A South African cardinal responded to President Obama’s farewell address to the nation by reminding people that Obama was a global advocate of abortion on demand as well as an enemy of religious liberty.
The archbishop of Durban, South Africa, Cardinal Wilfrid Napier was a vocal critic of President Obama over the years of his presidency, especially because of Obama’s support for abortion and his attacks on religious liberty.
Immediately following Tuesday night’s farewell address to the nation, Cardinal Napier retweeted a number of particularly pointed critiques of the outgoing president and his legacy.
One of the tweets underscored the irony of Obama as a “son of Africa” funding illegal abortions in Africa as well as Marie Stopes International, the notorious abortion promoter that works throughout African nations.
The tweet links to an article that documents the abuses of Marie Stopes International and its dependence on funds from U.S. taxpayers.
Like Planned Parenthood, the article states, “Marie Stopes International was founded by a radical eugenicist who saw abortion as a means of limiting the ‘breeding’ of ‘low-grade race[s]’ to ensure that the future would belong to ‘superior’ whites.” Hence the particular irony of the Obama administration’s funding of such an organization.
Last summer, Cardinal Napier called for an apology for the countless deaths at the hands of the U.S. abortion industry, and in particular the disproportionate number of black babies that have been aborted, which he referred to as “genocide.”
Quoting figures from Planned Parenthood’s own Guttmacher Institute, estimating that since the 1973 Roe v. Wade Supreme Court decision more than 57 million babies have been legally aborted in the United States, the Cardinal asked: “Isn’t this something we should be apologizing for?”
Cardinal Napier also retweeted a comment Tuesday regarding the Obama’s attacks on religious liberty in the United States. “l’ll mainly remember Obama using the overwhelming coercive power of the State against the Little Sisters of The Poor,” the tweet reads.

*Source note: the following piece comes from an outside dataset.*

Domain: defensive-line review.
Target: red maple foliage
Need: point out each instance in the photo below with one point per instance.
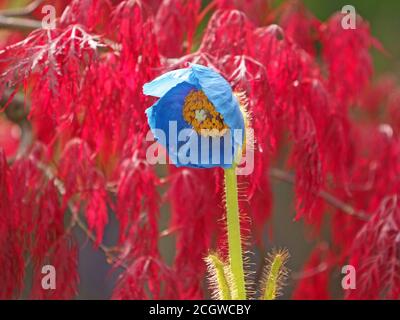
(82, 146)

In what has been referred to as “Obama’s War Against Little Sisters of the Poor,” the Obama administration claimed it had the power to compel church groups to provide abortion-related products and services, and tried to bully the Little Sisters—an order of Catholic nuns—into offering these services against their beliefs.
When President Obama visited Africa in the summer of 2015, he made the LGBT agenda one of the centerpieces of his message, comparing discrimination of gays in Africa to the treatment of blacks in America prior to the civil rights movement.
His push for gay marriage drew an immediate reaction from a number of high-ranking prelates and other African leaders, who denounced Obama for his “cultural imperialism,” demanding that the president learn to respect Africa’s values rather than imposing his own.
Cardinal John Onaiyekan, the Catholic Archbishop of Abuja Diocese in Nigeria, said that the position of Catholics against homosexual behavior is irrevocable and that the Church will continue to maintain its stand against gay marriage.
“Unfortunately, we are living in a world where these things have now become quite acceptable but for the fact that they are acceptable doesn’t mean that they are right,” he said. “The Catholic Church considers itself as carrying the banner of the truth in the world that has allowed itself to be so badly deceived.”
For Cardinal Wilfrid Napier and a number of African clergy, it would seem that a farewell to Obama carries a ring of liberation.